The researchers establish that user preference is governed by both peak luminance and contrast, finding “significant main effects on JOD scores for contrast (p < 0.01) and peak luminance (p < 0.01).”

They also found a significant effect for tone mapping (p < 0.0046), with a content-aware method outperforming a fixed one. This result tells us that how a display handles its dynamic range is critical. 

Raised black levels destroy HDR quality. Source: Gaming Tech

Diminishing Returns of Luminance

The resulting model demonstrates that beyond ~500 nits and 1,000:1 contrast, further increases yield minimal perceptual gains.

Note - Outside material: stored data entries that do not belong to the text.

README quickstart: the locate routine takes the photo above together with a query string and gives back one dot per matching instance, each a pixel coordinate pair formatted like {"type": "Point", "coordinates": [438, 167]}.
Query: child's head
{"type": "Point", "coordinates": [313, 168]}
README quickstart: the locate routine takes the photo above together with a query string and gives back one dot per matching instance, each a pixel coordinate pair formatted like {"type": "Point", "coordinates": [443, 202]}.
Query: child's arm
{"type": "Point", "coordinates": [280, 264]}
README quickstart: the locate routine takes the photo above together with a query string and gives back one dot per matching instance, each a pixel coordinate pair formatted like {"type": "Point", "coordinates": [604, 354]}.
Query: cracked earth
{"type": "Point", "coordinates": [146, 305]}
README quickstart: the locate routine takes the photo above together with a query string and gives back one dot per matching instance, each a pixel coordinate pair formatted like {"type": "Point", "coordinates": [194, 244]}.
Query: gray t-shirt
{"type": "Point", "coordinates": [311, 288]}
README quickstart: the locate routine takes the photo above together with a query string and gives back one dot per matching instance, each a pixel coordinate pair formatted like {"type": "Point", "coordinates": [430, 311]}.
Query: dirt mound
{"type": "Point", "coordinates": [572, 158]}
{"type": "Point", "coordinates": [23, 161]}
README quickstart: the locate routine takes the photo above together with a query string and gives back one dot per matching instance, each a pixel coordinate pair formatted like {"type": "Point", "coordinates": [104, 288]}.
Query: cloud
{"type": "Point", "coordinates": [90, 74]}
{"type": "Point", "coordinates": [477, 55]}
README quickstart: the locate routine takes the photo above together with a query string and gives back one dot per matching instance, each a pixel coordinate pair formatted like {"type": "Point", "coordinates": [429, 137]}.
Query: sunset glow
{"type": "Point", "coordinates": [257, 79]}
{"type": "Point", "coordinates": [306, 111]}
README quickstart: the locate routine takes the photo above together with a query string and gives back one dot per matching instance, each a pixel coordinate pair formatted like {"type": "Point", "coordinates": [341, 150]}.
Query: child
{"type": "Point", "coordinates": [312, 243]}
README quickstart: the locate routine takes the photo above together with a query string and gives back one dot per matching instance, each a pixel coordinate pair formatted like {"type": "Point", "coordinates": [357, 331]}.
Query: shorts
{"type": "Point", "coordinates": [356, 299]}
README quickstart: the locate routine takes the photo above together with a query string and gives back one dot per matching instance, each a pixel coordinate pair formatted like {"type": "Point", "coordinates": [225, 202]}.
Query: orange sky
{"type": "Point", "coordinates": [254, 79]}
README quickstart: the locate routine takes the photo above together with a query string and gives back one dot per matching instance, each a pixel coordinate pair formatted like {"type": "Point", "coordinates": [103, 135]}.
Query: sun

“Qualitatively, we note that for increases in both contrast and peak luminance, JOD scores increase but seem to plateau for high values (>1,000:1 contrast and 500-nit peak luminance). However, for high peak luminances and very low contrast, scores decrease.”

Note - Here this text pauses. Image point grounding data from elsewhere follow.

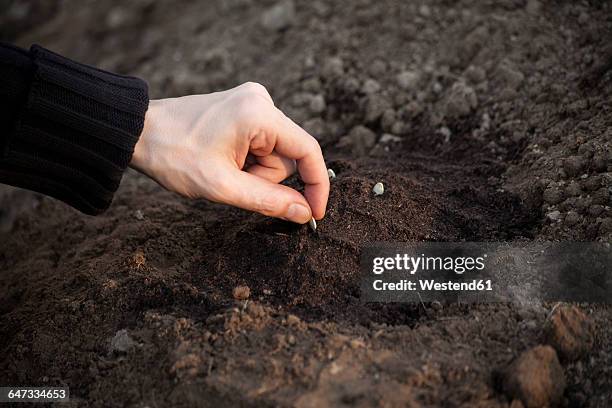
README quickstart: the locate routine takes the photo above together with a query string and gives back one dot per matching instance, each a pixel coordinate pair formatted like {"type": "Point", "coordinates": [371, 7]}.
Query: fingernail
{"type": "Point", "coordinates": [298, 213]}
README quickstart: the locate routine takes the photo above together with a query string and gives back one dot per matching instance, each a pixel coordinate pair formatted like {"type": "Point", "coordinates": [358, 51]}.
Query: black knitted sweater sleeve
{"type": "Point", "coordinates": [67, 130]}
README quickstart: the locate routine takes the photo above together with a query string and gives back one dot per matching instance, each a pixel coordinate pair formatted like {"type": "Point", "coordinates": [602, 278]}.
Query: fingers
{"type": "Point", "coordinates": [295, 143]}
{"type": "Point", "coordinates": [254, 193]}
{"type": "Point", "coordinates": [273, 167]}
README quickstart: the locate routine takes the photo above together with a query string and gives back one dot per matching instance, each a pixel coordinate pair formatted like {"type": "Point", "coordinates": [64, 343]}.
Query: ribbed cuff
{"type": "Point", "coordinates": [76, 134]}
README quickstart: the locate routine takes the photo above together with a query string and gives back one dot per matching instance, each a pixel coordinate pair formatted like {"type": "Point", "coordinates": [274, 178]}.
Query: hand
{"type": "Point", "coordinates": [233, 147]}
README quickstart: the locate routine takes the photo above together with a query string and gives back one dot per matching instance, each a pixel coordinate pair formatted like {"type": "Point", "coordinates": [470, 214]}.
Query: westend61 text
{"type": "Point", "coordinates": [432, 285]}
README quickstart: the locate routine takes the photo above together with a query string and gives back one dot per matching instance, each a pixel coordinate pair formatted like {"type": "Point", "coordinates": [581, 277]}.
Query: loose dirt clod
{"type": "Point", "coordinates": [378, 189]}
{"type": "Point", "coordinates": [536, 378]}
{"type": "Point", "coordinates": [242, 292]}
{"type": "Point", "coordinates": [570, 332]}
{"type": "Point", "coordinates": [121, 342]}
{"type": "Point", "coordinates": [312, 224]}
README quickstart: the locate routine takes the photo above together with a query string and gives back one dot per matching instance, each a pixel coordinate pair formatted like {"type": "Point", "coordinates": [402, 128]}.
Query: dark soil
{"type": "Point", "coordinates": [506, 130]}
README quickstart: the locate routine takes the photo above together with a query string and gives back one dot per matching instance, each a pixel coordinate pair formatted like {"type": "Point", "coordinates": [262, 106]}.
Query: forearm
{"type": "Point", "coordinates": [72, 130]}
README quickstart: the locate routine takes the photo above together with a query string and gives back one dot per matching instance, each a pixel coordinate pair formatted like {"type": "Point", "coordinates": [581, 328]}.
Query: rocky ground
{"type": "Point", "coordinates": [486, 120]}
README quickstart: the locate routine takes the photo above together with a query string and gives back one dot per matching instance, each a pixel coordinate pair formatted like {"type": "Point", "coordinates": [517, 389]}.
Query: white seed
{"type": "Point", "coordinates": [312, 224]}
{"type": "Point", "coordinates": [378, 189]}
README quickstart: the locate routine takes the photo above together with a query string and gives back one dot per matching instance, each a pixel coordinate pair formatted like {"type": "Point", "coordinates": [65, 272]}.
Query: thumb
{"type": "Point", "coordinates": [254, 193]}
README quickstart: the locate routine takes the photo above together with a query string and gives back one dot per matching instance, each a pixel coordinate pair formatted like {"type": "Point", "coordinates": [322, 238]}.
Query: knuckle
{"type": "Point", "coordinates": [255, 88]}
{"type": "Point", "coordinates": [248, 106]}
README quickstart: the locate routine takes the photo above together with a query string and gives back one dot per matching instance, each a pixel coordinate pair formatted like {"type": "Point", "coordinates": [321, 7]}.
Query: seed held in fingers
{"type": "Point", "coordinates": [312, 224]}
{"type": "Point", "coordinates": [378, 189]}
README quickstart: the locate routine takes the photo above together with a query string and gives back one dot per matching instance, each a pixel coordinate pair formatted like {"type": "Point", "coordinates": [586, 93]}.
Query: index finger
{"type": "Point", "coordinates": [295, 143]}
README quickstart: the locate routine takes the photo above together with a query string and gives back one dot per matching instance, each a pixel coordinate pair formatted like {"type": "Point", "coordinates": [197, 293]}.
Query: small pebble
{"type": "Point", "coordinates": [312, 224]}
{"type": "Point", "coordinates": [378, 189]}
{"type": "Point", "coordinates": [242, 292]}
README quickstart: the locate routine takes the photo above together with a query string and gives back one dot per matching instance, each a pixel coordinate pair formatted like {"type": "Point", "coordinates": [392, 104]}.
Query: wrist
{"type": "Point", "coordinates": [141, 158]}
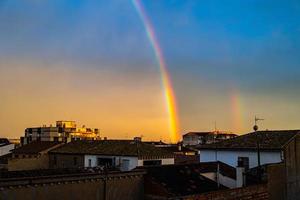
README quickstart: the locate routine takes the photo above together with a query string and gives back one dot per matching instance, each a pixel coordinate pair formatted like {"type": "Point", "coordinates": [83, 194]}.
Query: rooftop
{"type": "Point", "coordinates": [210, 133]}
{"type": "Point", "coordinates": [112, 147]}
{"type": "Point", "coordinates": [268, 140]}
{"type": "Point", "coordinates": [182, 180]}
{"type": "Point", "coordinates": [35, 147]}
{"type": "Point", "coordinates": [4, 141]}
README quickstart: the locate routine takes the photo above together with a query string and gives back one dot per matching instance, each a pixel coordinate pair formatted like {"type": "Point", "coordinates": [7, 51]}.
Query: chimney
{"type": "Point", "coordinates": [137, 139]}
{"type": "Point", "coordinates": [240, 173]}
{"type": "Point", "coordinates": [179, 147]}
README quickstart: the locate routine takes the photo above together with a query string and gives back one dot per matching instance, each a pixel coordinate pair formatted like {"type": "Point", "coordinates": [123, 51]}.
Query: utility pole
{"type": "Point", "coordinates": [255, 128]}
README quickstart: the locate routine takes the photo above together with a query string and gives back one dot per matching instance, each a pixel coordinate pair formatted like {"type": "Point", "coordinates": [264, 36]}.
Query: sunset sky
{"type": "Point", "coordinates": [93, 62]}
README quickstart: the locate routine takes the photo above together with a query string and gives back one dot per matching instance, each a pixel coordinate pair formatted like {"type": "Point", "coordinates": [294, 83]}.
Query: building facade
{"type": "Point", "coordinates": [64, 131]}
{"type": "Point", "coordinates": [31, 156]}
{"type": "Point", "coordinates": [196, 138]}
{"type": "Point", "coordinates": [5, 146]}
{"type": "Point", "coordinates": [123, 155]}
{"type": "Point", "coordinates": [271, 147]}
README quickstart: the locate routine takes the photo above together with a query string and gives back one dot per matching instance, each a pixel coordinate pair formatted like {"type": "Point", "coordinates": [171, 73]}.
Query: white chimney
{"type": "Point", "coordinates": [240, 172]}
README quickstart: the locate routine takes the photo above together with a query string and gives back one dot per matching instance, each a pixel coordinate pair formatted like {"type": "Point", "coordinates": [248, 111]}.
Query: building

High Luminance, Low Contrast Fails

The data shows that high peak luminance combined with low contrast (resulting in elevated black levels) actually leads to poorer perceived quality. This directly refutes the idea that brightness alone defines a good HDR experience.

A New Standard 

The work, which used a high-precision haploscope testbed (1M:1 contrast) and a novel HDR video dataset, moves the goalposts. It shifts the conversation from “how bright?” to “what is the perceptually optimal balance between contrast and luminance?”

The research offers a path beyond ambiguous standards body certifications. The paper notes that consumer-facing evaluations can be “uninformative” and that standards like VESA’s DisplayHDR tier list are published with “no perceptual rationale.” 

In contrast, its unified perceptual scale (in JOD units) can be used to objectively evaluate and compare HDR displays based on human vision, not marketing checkboxes.

  1. Kenneth Chen, Nathan Matsuda, Jon McElvain, Yang Zhao, Thomas Wan, Qi Sun, Alexandre Chapiro. 2025.  What is HDR? Perceptual Impact of Luminance and Contrast in Immersive Displays. In SIGGRAPH ‘25: Proceedings of the Special Interest Group on Computer Graphics and Interactive Techniques Conference. ACM, New York, NY, USA.